I’ve had the opposite experience with complex type systems. They make it harder to evolve out of bad designs. This is particularly true when a lot of inheritance is used.
Interesting. What I've found is that when I come up with some pattern that is hard to type, or I have two parts of a system that need to work together but the interface can't be typed simply or doesn't quite 'fit', it is almost always the case that changing things around until the types do work straightforwardly uncovers a better design.
This is definitely sometimes not easy, and of course it'll get more difficult generally the more code there is or the more complex (usually meaning bad!) the design is, but I'd almost put it the other way round to your perspective - the types are like the signposts in this design evolution and discovery process. They don't make it easier to do the work of refactoring a design, but they do make it much easier to understand when I'm going in a good/bad direction and also when I have succeeded.
You are describing writing code alone. I’m thinking about other peoples code I’ve had to deal with where I didn’t create the types. Not saying I’m great at it, but that you can’t always control the quality of the code you have to work on.
That is true for nominal type systems such as Java’s.

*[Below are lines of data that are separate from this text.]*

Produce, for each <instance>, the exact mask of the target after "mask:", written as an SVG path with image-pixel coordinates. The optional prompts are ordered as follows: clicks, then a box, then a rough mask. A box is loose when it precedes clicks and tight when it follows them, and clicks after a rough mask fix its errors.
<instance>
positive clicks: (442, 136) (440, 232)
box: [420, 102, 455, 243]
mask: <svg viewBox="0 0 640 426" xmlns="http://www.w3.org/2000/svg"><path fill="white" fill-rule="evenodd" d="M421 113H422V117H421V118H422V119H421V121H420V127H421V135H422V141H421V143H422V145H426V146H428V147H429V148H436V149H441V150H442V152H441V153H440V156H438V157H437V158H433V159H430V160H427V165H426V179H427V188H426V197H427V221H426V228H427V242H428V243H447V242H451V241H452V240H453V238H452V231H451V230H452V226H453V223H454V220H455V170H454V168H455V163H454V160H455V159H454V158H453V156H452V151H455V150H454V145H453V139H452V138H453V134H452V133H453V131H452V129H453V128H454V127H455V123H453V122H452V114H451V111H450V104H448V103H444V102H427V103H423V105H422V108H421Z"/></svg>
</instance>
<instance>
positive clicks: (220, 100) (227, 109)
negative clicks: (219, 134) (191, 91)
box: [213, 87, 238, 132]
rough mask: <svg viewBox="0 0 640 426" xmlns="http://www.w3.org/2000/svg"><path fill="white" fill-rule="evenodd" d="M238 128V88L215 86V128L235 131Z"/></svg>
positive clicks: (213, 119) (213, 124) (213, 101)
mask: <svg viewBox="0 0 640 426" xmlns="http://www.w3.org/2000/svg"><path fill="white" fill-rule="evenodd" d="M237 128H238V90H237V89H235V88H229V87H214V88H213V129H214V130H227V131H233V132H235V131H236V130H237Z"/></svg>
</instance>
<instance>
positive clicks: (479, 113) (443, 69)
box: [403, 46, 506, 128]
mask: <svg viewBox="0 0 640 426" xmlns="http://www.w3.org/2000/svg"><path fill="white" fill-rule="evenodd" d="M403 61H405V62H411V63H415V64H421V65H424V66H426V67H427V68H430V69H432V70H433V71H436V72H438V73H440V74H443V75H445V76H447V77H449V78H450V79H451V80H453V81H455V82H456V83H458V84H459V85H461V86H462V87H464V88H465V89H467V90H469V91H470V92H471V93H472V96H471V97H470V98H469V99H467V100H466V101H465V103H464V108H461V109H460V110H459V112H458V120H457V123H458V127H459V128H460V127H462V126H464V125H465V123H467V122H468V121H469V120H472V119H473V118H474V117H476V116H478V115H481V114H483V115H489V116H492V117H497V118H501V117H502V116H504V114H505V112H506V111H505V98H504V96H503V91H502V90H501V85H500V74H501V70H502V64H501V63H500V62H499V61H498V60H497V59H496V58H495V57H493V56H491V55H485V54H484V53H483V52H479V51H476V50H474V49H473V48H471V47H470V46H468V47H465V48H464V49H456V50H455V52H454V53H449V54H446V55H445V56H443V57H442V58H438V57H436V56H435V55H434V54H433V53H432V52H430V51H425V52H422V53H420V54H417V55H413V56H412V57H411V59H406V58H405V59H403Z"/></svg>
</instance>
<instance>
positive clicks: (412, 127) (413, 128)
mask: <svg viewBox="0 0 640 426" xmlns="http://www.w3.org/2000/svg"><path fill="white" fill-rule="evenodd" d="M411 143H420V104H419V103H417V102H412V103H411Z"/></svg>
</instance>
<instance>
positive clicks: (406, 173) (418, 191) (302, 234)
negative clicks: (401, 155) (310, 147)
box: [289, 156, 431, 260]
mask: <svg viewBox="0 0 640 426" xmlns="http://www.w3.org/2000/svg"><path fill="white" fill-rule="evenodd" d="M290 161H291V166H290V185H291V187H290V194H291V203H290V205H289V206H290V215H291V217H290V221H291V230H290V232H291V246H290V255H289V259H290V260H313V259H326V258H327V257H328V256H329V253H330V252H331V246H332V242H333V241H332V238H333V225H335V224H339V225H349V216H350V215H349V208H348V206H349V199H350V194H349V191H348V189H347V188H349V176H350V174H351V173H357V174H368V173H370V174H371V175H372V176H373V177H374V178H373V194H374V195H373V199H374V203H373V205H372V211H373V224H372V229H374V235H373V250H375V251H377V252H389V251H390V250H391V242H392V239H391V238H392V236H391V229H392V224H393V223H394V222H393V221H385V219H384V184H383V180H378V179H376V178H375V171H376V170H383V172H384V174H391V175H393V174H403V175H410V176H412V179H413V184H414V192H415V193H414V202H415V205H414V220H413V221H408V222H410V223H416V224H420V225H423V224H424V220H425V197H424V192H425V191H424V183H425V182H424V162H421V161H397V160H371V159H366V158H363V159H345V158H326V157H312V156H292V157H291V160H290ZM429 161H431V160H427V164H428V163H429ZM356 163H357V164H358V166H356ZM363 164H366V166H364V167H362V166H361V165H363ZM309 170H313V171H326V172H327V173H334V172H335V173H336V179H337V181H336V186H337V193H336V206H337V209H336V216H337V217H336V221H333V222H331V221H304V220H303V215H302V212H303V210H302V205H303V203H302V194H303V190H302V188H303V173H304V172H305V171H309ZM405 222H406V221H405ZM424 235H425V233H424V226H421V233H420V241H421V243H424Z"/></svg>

However TypeScript’s structural typing is much more flexible, because it is designed to describe the types of all the existing JavaScript code out there (via the DefinitelyTyped project).
This gives the best of both worlds: the freedom to express the architecture you need, plus the freedom to actually refactor an existing code base into that new architecture without introducing many bugs. Dynamically typed languages give you the former but not the latter.